Verplaatsing chemische wapens Syrië zorgelijk
Het bericht was even onheilspellend als voorspelbaar. Amerikaanse inlichtingendiensten meldden eind vorige week dat het Syrische regime bezig is een deel van zijn voorraad chemische wapens te verplaatsen.
Voorspelbaar, omdat inlichtingendiensten zich al langer zorgen maakten over het lot van de enorme voorraden sarin, cyanide en zenuwgas waarover Syrië beschikt. Men hield er rekening mee dat dit gevreesde oorlogstuig vroeg of laat een rol in de crisis in het Arabische land zou gaan spelen.
Onheilspellend, omdat het maar de vraag is wat president Bashar al-Assad en de zijnen met de verplaatsing van deze massavernietigingswapens op het oog hebben.

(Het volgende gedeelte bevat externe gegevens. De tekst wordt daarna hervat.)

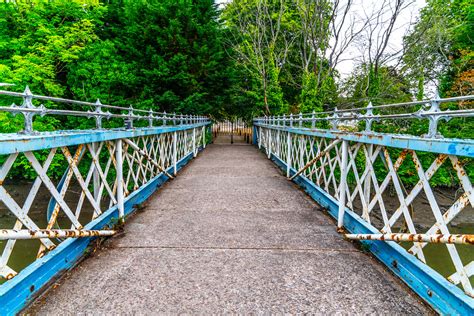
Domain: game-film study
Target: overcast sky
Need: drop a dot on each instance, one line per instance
(403, 24)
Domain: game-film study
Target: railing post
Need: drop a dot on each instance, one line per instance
(175, 153)
(259, 137)
(204, 137)
(120, 186)
(194, 143)
(269, 142)
(342, 185)
(96, 178)
(288, 154)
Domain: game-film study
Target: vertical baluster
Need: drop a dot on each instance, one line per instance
(120, 184)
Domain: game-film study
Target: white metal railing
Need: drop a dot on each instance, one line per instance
(101, 169)
(361, 171)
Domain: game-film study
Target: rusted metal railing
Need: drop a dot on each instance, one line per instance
(360, 174)
(103, 175)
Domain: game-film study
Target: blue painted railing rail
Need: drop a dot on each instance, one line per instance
(105, 174)
(356, 174)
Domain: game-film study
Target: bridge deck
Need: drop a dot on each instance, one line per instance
(230, 234)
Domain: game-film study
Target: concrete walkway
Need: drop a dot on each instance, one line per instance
(230, 235)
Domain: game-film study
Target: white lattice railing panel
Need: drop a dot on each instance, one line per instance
(376, 188)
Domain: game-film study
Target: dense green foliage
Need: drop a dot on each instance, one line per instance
(165, 55)
(249, 58)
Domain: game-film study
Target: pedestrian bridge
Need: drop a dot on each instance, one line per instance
(317, 216)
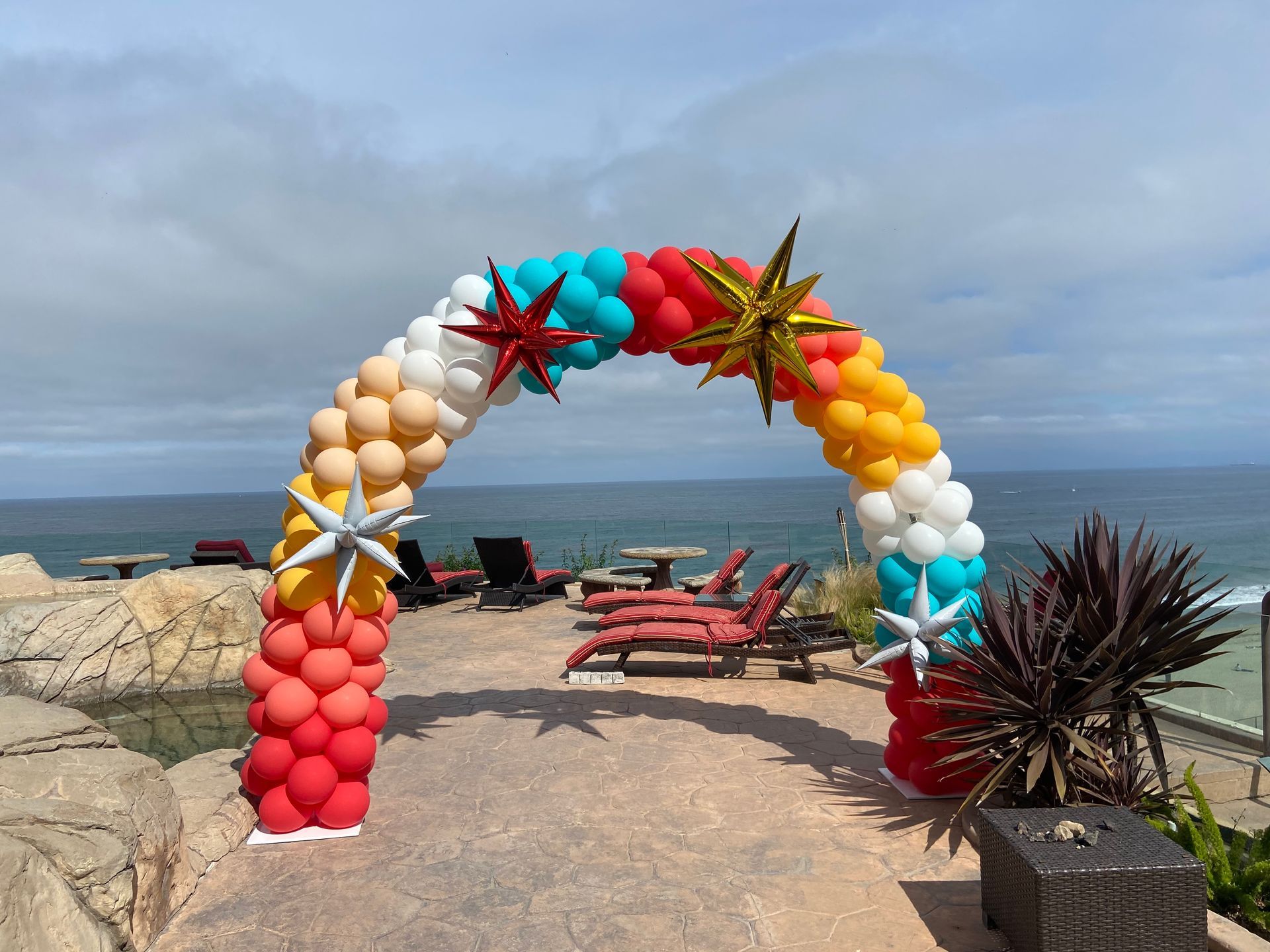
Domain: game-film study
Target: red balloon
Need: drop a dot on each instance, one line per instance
(325, 626)
(312, 736)
(368, 674)
(376, 715)
(281, 814)
(669, 323)
(346, 706)
(352, 750)
(284, 641)
(271, 758)
(290, 702)
(259, 674)
(325, 668)
(671, 266)
(312, 779)
(368, 639)
(347, 807)
(253, 782)
(642, 291)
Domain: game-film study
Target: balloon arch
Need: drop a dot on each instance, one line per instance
(516, 332)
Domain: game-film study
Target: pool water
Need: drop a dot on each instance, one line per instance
(173, 728)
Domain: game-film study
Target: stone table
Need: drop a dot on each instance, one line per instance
(663, 557)
(127, 563)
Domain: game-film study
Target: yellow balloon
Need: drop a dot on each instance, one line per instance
(882, 432)
(913, 409)
(857, 377)
(872, 350)
(920, 444)
(888, 394)
(843, 419)
(876, 473)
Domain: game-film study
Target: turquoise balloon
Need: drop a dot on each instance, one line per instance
(945, 576)
(520, 295)
(531, 383)
(535, 276)
(606, 268)
(570, 262)
(577, 299)
(893, 574)
(585, 354)
(613, 320)
(976, 571)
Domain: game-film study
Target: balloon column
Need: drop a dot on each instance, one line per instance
(484, 346)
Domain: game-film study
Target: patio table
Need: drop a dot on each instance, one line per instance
(663, 557)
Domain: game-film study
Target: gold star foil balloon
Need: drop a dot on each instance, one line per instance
(763, 321)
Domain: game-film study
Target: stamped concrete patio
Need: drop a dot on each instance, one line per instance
(675, 813)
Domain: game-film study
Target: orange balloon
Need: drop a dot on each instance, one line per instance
(843, 419)
(857, 377)
(882, 432)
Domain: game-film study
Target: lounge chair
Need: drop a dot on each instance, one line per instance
(511, 576)
(605, 602)
(423, 583)
(698, 614)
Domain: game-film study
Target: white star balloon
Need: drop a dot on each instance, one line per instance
(916, 631)
(349, 535)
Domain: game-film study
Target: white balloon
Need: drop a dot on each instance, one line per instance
(468, 380)
(396, 349)
(423, 334)
(422, 370)
(855, 491)
(912, 492)
(960, 489)
(967, 542)
(454, 419)
(922, 543)
(469, 290)
(875, 512)
(880, 543)
(947, 512)
(507, 391)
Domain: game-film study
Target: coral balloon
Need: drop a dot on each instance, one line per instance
(346, 807)
(312, 779)
(290, 702)
(325, 668)
(280, 813)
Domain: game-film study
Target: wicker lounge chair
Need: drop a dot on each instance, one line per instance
(605, 602)
(423, 583)
(511, 576)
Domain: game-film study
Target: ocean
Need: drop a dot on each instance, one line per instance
(1223, 509)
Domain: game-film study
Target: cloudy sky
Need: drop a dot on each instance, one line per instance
(1054, 218)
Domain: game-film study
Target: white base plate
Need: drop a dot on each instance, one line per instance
(302, 836)
(910, 791)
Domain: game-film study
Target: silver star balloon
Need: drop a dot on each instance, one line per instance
(916, 631)
(349, 535)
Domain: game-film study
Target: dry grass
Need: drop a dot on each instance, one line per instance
(847, 590)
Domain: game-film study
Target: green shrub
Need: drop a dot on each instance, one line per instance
(1238, 871)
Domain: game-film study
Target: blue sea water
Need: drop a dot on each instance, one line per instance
(1223, 509)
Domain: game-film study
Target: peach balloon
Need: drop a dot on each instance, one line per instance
(381, 461)
(368, 418)
(346, 394)
(413, 413)
(327, 428)
(425, 455)
(378, 376)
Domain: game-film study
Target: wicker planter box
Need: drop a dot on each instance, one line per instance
(1134, 891)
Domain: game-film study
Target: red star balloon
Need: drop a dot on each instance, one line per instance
(521, 335)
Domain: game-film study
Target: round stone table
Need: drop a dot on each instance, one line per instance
(663, 557)
(127, 563)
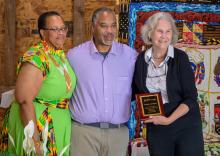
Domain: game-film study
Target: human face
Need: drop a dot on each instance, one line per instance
(162, 35)
(54, 32)
(104, 30)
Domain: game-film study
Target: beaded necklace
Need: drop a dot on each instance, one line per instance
(62, 67)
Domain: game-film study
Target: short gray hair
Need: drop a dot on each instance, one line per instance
(99, 11)
(150, 25)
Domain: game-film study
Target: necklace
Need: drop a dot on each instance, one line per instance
(62, 67)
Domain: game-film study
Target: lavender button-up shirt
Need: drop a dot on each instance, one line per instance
(103, 90)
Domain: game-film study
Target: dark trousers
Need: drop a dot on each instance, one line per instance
(168, 141)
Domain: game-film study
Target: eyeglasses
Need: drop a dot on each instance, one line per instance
(152, 73)
(57, 30)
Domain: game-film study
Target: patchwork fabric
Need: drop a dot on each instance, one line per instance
(192, 33)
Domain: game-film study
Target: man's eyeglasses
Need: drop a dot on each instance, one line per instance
(153, 74)
(57, 30)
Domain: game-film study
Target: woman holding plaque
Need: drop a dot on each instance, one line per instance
(167, 70)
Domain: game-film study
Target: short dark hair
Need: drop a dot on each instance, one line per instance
(100, 10)
(42, 19)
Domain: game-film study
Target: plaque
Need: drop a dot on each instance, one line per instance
(149, 104)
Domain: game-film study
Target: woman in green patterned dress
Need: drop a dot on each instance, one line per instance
(44, 85)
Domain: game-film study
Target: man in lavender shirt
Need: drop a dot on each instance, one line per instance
(100, 106)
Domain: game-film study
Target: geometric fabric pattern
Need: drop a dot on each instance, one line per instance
(192, 33)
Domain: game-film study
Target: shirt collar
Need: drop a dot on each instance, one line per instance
(170, 53)
(94, 50)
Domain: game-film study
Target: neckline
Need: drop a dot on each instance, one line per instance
(51, 50)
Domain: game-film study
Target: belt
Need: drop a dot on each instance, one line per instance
(102, 125)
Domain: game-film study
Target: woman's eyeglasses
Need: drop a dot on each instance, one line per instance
(57, 30)
(152, 73)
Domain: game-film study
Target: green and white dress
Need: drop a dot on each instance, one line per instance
(51, 103)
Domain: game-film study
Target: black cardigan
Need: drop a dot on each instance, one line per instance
(180, 85)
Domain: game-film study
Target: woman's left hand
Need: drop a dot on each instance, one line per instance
(158, 120)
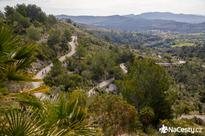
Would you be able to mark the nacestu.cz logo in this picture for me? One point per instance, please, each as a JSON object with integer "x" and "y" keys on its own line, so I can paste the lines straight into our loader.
{"x": 165, "y": 129}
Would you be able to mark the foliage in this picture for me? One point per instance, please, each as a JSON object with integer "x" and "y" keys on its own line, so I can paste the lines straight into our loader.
{"x": 114, "y": 115}
{"x": 33, "y": 33}
{"x": 59, "y": 77}
{"x": 146, "y": 116}
{"x": 147, "y": 85}
{"x": 58, "y": 117}
{"x": 15, "y": 56}
{"x": 54, "y": 38}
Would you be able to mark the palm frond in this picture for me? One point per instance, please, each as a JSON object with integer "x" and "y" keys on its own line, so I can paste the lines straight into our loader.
{"x": 21, "y": 123}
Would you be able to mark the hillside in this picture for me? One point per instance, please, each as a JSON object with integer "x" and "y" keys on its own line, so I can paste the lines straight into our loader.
{"x": 143, "y": 22}
{"x": 61, "y": 78}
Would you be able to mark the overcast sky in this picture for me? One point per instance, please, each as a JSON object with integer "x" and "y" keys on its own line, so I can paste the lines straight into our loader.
{"x": 111, "y": 7}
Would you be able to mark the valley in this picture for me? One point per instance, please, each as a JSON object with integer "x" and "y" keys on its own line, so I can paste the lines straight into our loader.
{"x": 100, "y": 75}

Er zijn diverse opties. De meest nobele is dat Assad bang is dat zijn arsenaal aan niet-conventionele wapens in verkeerde handen –lees: de oppositie– terechtkomt, en hij het spul daarom naar een veiliger plaats over laat brengen.
De manoeuvre kan er echter ook op duiden dat de president iets totaal anders van plan is. Mogelijk voelt hij zich inmiddels dermate in het nauw gedreven dat hij zijn chemische wapens als laatste redmiddel van stal haalt om zijn positie met een dramatische actie alsnog veilig te stellen.
Het zou overigens niet voor het eerst zijn dat een Syrische leider massavernietigingswapens tegen de eigen bevolking inzet. Assads vader, Hafez, deinsde er in 1982 niet voor terug om cyanidegas tegen de bevolking van Hama te gebruiken, om zo een opstand de kop in te drukken. Duizenden Syrische burgers kwamen daarbij om het leven.
Of Bashar al-Assad tot dezelfde wreedheden in staat is, zal de tijd leren. Nu al doen de meest vreselijke verhalen de ronde over het brute optreden van het regeringsleger, maar de inzet van chemische wapens is vanzelfsprekend van een totaal andere orde. Die zou Assad het allerlaatste restje legitimiteit als staatshoofd ontnemen.
Er is nog een andere mogelijkheid, namelijk dat Assad zijn voorraad massavernietigingswapens verbergt in anticipatie op een buitenlandse militaire interventie. Mocht het Westen besluiten tot gewapend ingrijpen in Syrië, dan zou het veiligstellen van de Syrische chemische en biologische wapens een van de eerste prioriteiten zijn.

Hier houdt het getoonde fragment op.